Till the Conversion of the Jews
To early Christians belief was not of overwhelming importance, if one is to judge by the incidence of forced and mass conversions and conversion by conquest. Perhaps that was the cynicism of the powerful; perhaps a reflection of the hard realities of temporal allegiance; perhaps an acceptance that the rites of conversion established a reality of themselves.
To most modern Christians belief is essential to conversion, but for some denominations conversion takes place through selection by god, and is therefore irresistable.

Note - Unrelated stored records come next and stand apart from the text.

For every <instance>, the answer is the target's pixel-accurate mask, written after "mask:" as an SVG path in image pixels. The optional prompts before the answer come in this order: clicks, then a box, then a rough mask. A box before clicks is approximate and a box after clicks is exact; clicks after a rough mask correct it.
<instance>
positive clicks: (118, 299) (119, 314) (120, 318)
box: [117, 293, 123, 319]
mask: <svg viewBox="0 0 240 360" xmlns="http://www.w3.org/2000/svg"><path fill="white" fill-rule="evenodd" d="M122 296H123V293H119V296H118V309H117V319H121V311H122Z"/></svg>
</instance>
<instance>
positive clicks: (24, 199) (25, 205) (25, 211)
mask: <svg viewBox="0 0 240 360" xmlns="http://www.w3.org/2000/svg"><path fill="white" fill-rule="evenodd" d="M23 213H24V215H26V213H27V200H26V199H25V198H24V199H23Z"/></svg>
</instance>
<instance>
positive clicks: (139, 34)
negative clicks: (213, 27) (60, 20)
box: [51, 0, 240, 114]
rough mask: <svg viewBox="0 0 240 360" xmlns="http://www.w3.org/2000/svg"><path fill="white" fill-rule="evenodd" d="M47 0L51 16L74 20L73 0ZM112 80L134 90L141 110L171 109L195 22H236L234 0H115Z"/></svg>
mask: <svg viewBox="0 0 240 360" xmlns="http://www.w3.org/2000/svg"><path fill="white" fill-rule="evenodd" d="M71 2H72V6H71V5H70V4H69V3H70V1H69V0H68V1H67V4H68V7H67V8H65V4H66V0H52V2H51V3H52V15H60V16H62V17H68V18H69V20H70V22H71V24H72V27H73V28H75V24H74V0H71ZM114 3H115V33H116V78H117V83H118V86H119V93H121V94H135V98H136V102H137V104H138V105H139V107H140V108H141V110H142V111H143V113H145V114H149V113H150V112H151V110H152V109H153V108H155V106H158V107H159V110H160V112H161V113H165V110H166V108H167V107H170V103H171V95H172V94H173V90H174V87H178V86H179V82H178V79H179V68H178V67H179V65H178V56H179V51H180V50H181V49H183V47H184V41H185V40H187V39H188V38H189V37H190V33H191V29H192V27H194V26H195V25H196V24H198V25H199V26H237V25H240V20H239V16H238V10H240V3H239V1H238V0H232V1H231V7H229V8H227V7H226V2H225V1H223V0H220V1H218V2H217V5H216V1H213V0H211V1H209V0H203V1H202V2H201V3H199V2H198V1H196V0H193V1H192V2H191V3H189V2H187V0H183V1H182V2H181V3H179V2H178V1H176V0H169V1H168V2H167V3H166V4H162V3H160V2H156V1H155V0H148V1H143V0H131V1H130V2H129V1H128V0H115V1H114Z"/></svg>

My impression is, that in the modern polemic against religion, it is belief that is excoriated; faith escapes with its skin intact. By faith here I mean, not the sense of the corpus of belief, as in the Christian, Jewish or Muslim faith, but the word used in the sense of a personal experience. In religious discussion the it is, unhelpfully, often used simply to mean a religious belief, but there is a real distinction between belief and faith. Faith has necessarily elements of trust and adherence; there is something more reciprocal about it than with belief, which is rather more a subscription to an externality. Perhaps that is why belief draws the polemical atheist's fire, intent as he often strangely is on establishing the non-existence of any god. Notions of keeping faith, of good and bad faith, have a currency in modern non-religious thought with which it may be more enlightening to tangle.